C’est donc dans la combinaison des deux – l'essai de 2022 et les interviews de 2025 – que l’on comprend le mieux sa proposition : un État resserré sur le régalien, des provinces historiques fortes, la fusion de fait des niveaux région et département, et la fin du tout-puissant jacobinisme centralisateur qui a favorisé une « république des copains ».

Ce que changerait une province Bretagne

Appliqué à la Bretagne, le schéma de Borloo serait une petite révolution. Une province Bretagne disposant d’un vrai pouvoir normatif et de ressources propres pourrait, sur ses cinq départements historiques, en théorie :

  • définir une politique linguistique cohérente pour le breton, le gallo et le français dans l’éducation, les médias et la signalisation, avec l’officialisation de la langue bretonne et l’enseignement de l'histoire de la Bretagne à côté de l'histoire de France ;
  • organiser de manière intégrée l’urbanisme, le logement, les transports du quotidien et la transition énergétique, en coordonnant tramways, bus et liaisons ferroviaires régionales ;
  • prendre la main sur la gouvernance de la santé et l’implantation hospitalière à l’échelle bretonne ;
  • conduire une politique économique, agricole et maritime adaptée aux réalités du territoire et à la protection de l'environnement.

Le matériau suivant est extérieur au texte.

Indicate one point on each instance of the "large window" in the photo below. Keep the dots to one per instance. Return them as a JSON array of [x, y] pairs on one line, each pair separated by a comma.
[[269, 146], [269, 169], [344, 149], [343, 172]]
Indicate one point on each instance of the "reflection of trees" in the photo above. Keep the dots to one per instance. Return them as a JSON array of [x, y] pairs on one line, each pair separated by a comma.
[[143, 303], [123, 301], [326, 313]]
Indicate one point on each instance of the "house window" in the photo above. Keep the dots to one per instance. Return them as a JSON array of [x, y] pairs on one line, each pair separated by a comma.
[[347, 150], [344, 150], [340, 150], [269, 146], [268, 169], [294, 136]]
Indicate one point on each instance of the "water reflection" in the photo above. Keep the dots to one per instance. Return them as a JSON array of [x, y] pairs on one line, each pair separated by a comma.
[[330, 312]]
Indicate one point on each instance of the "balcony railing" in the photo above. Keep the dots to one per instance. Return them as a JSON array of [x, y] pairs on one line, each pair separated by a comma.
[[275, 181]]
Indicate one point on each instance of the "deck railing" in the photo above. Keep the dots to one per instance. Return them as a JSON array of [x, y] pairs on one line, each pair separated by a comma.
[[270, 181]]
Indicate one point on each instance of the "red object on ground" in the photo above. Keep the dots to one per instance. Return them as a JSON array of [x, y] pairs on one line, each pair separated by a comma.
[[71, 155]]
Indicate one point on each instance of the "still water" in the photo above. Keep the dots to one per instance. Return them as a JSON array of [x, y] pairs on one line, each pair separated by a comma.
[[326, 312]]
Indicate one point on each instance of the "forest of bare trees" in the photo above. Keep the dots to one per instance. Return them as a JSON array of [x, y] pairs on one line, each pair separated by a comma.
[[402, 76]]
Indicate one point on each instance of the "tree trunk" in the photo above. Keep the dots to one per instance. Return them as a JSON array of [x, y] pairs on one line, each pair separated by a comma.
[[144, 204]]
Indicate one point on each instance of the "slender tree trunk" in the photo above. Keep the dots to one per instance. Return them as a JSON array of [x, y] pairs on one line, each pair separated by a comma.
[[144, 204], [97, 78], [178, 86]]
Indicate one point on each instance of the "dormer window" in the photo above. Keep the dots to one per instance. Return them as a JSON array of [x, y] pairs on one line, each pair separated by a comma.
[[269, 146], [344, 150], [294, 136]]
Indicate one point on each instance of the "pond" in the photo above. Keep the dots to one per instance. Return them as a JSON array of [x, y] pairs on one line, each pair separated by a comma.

Dans le sondage IFOP du 25 août 2025, 78 % des habitants de la Bretagne historique se déclarent favorables à une France plus fédérale et à un renforcement considérable du pouvoir des régions. En Alsace, ce soutien atteint 86 %. Autrement dit, les territoires qui ont été les plus maltraités par la carte de 2015 sont aussi ceux où l’option fédérale recueille les scores les plus élevés.

Pour la Bretagne, l’Alsace ou la Corse, l’intérêt de ce débat est évident. De petits partis comme l’UDB, qui prône l'autonomie depuis 60 ans, ou le Parti Breton dans un récent communiqué prônent cette dévolution depuis longtemps, rejoints plus récemment par YES BREIZH

. Certains voient dans la « solution Borloo » une forme de généralisation de la future autonomie de la Corse.

Pour la première fois depuis longtemps, un responsable politique de premier plan, ancien ministre, met sur la table, sans détour, l’idée de provinces puissantes et d’une République fédérale assumée. Aux peuples concernés de s’en emparer – ou non, car le dernier carré des jacobins monte aux créneaux.